Majgel - 19 days ago 4x
Vb.net Question

# N-gram function in vb.net -> create grams for words instead of characters

I recently found out about n-grams and the cool possibility to compare frequency of phrases in a text body with it. Now I'm trying to make an vb.net app that simply gets an text body and returns a list of the most frequently used phrases (where n >= 2).

I found an C# example of how to generate a n-gram from a text body so I started out with converting the code to VB. The problem is that this code does create one gram per character instead of one per word. The delimiters I want to use for the words is: VbCrLf (new line), vbTab (tabs) and the following characters: !@#\$%^&*()_+-={}|\:\"'?¿/.,<>’¡º×÷‘;«»[]

Does anyone have an idea how I can rewrite the following function for this purpose:

``````   Friend Shared Function GenerateNGrams(ByVal text As String, ByVal gramLength As Integer) As String()
If text Is Nothing OrElse text.Length = 0 Then
Return Nothing
End If

Dim grams As New ArrayList()
Dim length As Integer = text.Length
If length < gramLength Then
Dim gram As String
For i As Integer = 1 To length
gram = text.Substring(0, (i) - (0))
If grams.IndexOf(gram) = -1 Then
End If
Next

gram = text.Substring(length - 1, (length) - (length - 1))
If grams.IndexOf(gram) = -1 Then

End If
Else
For i As Integer = 1 To gramLength - 1
Dim gram As String = text.Substring(0, (i) - (0))
If grams.IndexOf(gram) = -1 Then

End If
Next

For i As Integer = 0 To (length - gramLength)
Dim gram As String = text.Substring(i, (i + gramLength) - (i))
If grams.IndexOf(gram) = -1 Then
End If
Next

For i As Integer = (length - gramLength) + 1 To length - 1
Dim gram As String = text.Substring(i, (length) - (i))
If grams.IndexOf(gram) = -1 Then
End If
Next
End If
End Function
``````

An n-gram for words is just a list of length n that stores these words. A list of n-grams is then simply a list of list of words. If you want to store frequency then you need a dictionary that is indexed by these n-grams. For your special case of 2-grams, you can imagine something like this:

``````Dim frequencies As New Dictionary(Of String(), Integer)(New ArrayComparer(Of String)())
Const separators as String = "!@#\$%^&*()_+-={}|\:""'?¿/.,<>’¡º×÷‘;«»[] " & _
ControlChars.CrLf & ControlChars.Tab
Dim words = text.Split(separators.ToCharArray(), StringSplitOptions.RemoveEmptyEntries)

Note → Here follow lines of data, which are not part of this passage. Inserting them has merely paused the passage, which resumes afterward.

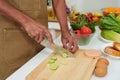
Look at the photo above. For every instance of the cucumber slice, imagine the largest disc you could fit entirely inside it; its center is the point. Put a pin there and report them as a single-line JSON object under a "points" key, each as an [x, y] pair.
{"points": [[53, 66]]}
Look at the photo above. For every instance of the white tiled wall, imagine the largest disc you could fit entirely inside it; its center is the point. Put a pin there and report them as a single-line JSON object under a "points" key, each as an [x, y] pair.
{"points": [[92, 5]]}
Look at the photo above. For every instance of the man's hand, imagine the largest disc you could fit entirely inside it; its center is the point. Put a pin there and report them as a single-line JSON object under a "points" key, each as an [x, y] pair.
{"points": [[37, 31], [68, 42]]}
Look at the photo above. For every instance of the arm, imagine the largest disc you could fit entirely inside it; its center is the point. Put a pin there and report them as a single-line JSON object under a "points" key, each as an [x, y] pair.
{"points": [[34, 30], [60, 10]]}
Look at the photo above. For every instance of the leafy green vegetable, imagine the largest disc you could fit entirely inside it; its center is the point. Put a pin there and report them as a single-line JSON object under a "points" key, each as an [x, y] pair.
{"points": [[64, 55], [110, 35], [81, 21], [110, 22], [51, 61], [92, 26], [54, 58]]}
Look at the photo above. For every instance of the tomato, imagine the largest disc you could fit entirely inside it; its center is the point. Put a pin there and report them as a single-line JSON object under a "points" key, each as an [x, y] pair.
{"points": [[77, 31], [85, 30]]}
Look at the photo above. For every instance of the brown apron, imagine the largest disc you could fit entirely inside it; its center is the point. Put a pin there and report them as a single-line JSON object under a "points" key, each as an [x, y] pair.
{"points": [[16, 47]]}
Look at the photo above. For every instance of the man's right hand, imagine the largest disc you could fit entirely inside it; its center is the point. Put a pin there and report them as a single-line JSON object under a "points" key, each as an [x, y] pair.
{"points": [[37, 31]]}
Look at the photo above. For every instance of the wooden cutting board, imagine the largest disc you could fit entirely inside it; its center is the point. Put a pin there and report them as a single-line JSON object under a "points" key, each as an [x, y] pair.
{"points": [[79, 68]]}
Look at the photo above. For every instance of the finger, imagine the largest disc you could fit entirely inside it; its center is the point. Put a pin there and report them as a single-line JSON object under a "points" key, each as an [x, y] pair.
{"points": [[49, 36], [40, 37], [69, 46], [75, 47], [36, 38], [65, 43]]}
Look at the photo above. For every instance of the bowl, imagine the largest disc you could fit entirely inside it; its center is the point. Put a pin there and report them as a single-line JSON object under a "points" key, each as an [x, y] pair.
{"points": [[105, 40], [109, 10], [82, 39]]}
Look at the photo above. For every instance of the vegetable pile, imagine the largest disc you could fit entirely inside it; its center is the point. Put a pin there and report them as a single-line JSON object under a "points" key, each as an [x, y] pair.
{"points": [[83, 24], [110, 26]]}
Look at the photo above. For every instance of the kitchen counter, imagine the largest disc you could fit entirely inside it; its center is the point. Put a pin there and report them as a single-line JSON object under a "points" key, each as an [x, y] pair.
{"points": [[96, 43]]}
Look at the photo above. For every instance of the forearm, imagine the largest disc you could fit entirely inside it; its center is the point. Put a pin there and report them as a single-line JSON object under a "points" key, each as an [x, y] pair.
{"points": [[60, 11], [9, 11]]}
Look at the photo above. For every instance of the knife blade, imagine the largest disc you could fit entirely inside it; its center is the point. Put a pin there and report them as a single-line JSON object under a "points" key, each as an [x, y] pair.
{"points": [[56, 48]]}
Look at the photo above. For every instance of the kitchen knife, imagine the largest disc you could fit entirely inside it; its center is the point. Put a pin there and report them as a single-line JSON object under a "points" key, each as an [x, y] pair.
{"points": [[56, 48]]}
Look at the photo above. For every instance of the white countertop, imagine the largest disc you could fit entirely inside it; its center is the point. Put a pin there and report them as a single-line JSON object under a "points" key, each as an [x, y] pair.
{"points": [[96, 43]]}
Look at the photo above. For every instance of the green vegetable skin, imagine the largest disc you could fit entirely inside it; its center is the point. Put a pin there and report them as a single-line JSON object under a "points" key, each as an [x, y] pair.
{"points": [[110, 35], [53, 66], [110, 22]]}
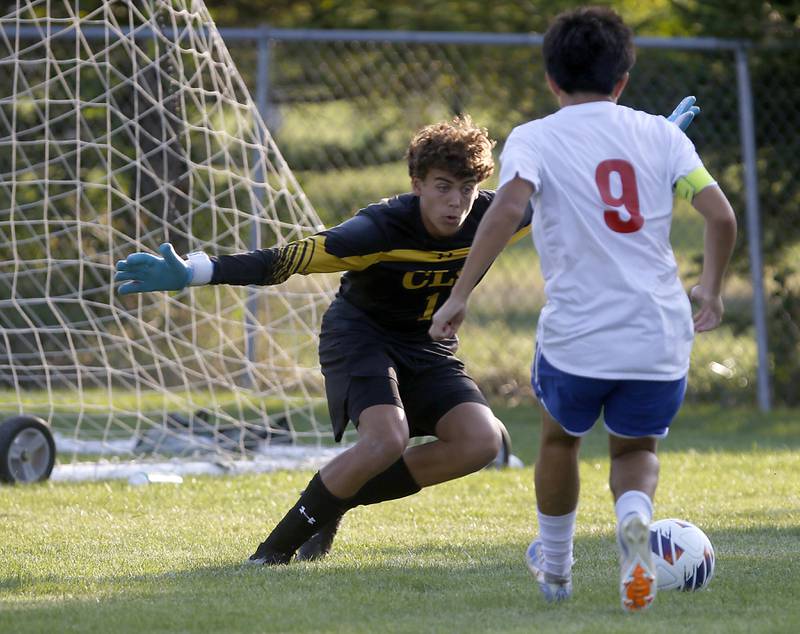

For i As Integer = 0 To words.Length - 2
Dim ngram = New String() { words(i), words(i + 1) }
Dim oldValue As Integer = 0
frequencies.TryGetValue(ngram, oldValue)
frequencies(ngram) = oldValue + 1
Next
``````

`frequencies` should now contain a dictionary with all two consecutive word pairs contained in the text, and the frequency with which they appear (as a consecutive pair).

This code requires the `ArrayComparer` class:

``````Public Class ArrayComparer(Of T)
Implements IEqualityComparer(Of T())

Private ReadOnly comparer As IEqualityComparer(Of T)

Public Sub New()
Me.New(EqualityComparer(Of T).Default)
End Sub

Public Sub New(ByVal comparer As IEqualityComparer(Of T))
Me.comparer = comparer
End Sub

Public Overloads Function Equals(ByVal a As T(), ByVal b As T()) As Boolean _
Implements IEqualityComparer(Of T()).Equals
System.Diagnostics.Debug.Assert(a.Length = b.Length)
For i As Integer = 0 to a.Length - 1
If Not comparer.Equals(a(i), b(i)) Then Return False
Next

Return True
End Function

Public Overloads Function GetHashCode(ByVal arr As T()) As Integer _
Implements IEqualityComparer(Of T()).GetHashCode
Dim hashCode As Integer = 17
For Each obj As T In arr
hashCode = ((hashCode << 5) - 1) Xor comparer.GetHashCode(obj)
Next

Return hashCode
End Function
End Class
``````

Unfortunately, this code doesn’t compile on Mono because the VB compiler has problems finding the generic `EqualityComparer` class. I’m therefore unable to test whether the `GetHashCode` implementationw works as expected but it should be fine.